A projectile was launched from the ground with a certain initial velocity. Militaries used a radar to determine the vertical coordinate y(t) of the projectile for two moments of time t measured in seconds from the moment when the projectile was launched. The radar measurements showed that y(2)=269 meters,y(5)=565 meters. Calculate the maximum of y(t) if it is known as follows:
The projectile was moving along a vertical line.
The acceleration due to gravity g is 9.81 meter/〖second〗^2.
There is a resistance proportional to the velocity of the projectile.
The value of the empirical coefficient ρ is a constant.
Distances are measured in meters.
try
a dy/dt + d^2 y/dt^2 = - 9.81
try
y = -(9.81/a) t + [ (V + 9.81/a)/a ] e^-at
To calculate the maximum of y(t), you need to determine the equation of motion for the projectile. The equation of motion is given by:
y(t) = ut - (1/2)gt² + v0t + c
Where:
- y(t) represents the vertical coordinate of the projectile at time t.
- u is the initial velocity of the projectile.

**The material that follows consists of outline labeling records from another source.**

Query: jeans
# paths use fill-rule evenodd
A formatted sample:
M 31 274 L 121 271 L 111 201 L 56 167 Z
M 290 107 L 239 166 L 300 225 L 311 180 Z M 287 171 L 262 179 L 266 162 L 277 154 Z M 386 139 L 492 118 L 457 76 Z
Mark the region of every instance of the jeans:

- g is the acceleration due to gravity.
- t is the time in seconds.
- v0 is the resistance proportional to the velocity of the projectile.
- c is a constant.
Since the projectile was launched from the ground, the initial vertical coordinate (y(0)) would be 0. Therefore, the equation of motion can be rewritten as:
y(t) = ut - (1/2)gt² + v0t
To find the maximum of y(t), we can differentiate the equation with respect to time and equate it to zero:
dy(t)/dt = u - gt + v0 = 0
Solving this equation for t will give us the time at which the projectile reaches its maximum height. Once we find this value of t, we can substitute it back into the equation of motion to calculate the maximum vertical coordinate (y).

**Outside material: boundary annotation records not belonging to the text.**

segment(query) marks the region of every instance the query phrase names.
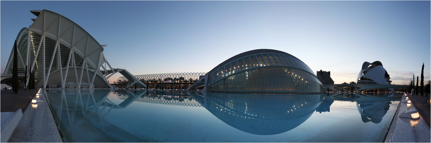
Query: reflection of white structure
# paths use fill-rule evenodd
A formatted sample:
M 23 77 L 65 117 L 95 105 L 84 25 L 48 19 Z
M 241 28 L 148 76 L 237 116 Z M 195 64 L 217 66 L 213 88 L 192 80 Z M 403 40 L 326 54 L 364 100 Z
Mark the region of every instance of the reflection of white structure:
M 77 88 L 84 88 L 84 85 L 109 88 L 107 79 L 117 72 L 131 81 L 129 85 L 146 87 L 125 70 L 112 68 L 103 54 L 106 45 L 101 45 L 73 22 L 49 10 L 30 12 L 37 18 L 19 33 L 16 60 L 19 74 L 25 74 L 26 66 L 34 72 L 37 87 L 71 87 L 69 83 L 73 83 Z M 4 74 L 11 77 L 13 52 L 12 49 Z M 28 81 L 28 77 L 25 80 Z M 2 82 L 7 80 L 2 78 Z
M 380 61 L 372 63 L 364 62 L 362 69 L 358 75 L 358 84 L 390 84 L 389 75 L 383 68 Z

Let's find u and v0 using the given information:
- y(2) = 269 meters
- y(5) = 565 meters
Using the equation of motion, we can set up two equations:
1. 269 = 2u - (1/2)g(2²) + v0(2)
2. 565 = 5u - (1/2)g(5²) + v0(5)
Now we have two equations with two variables (u and v0). We can solve these equations simultaneously to find the values of u and v0.
Once we have u and v0, we can substitute them back into the equation of motion to find the maximum vertical coordinate y(t) at the corresponding time t.
Note: The given information does not provide any details about the empirical coefficient ρ, so we do not need it to solve this problem.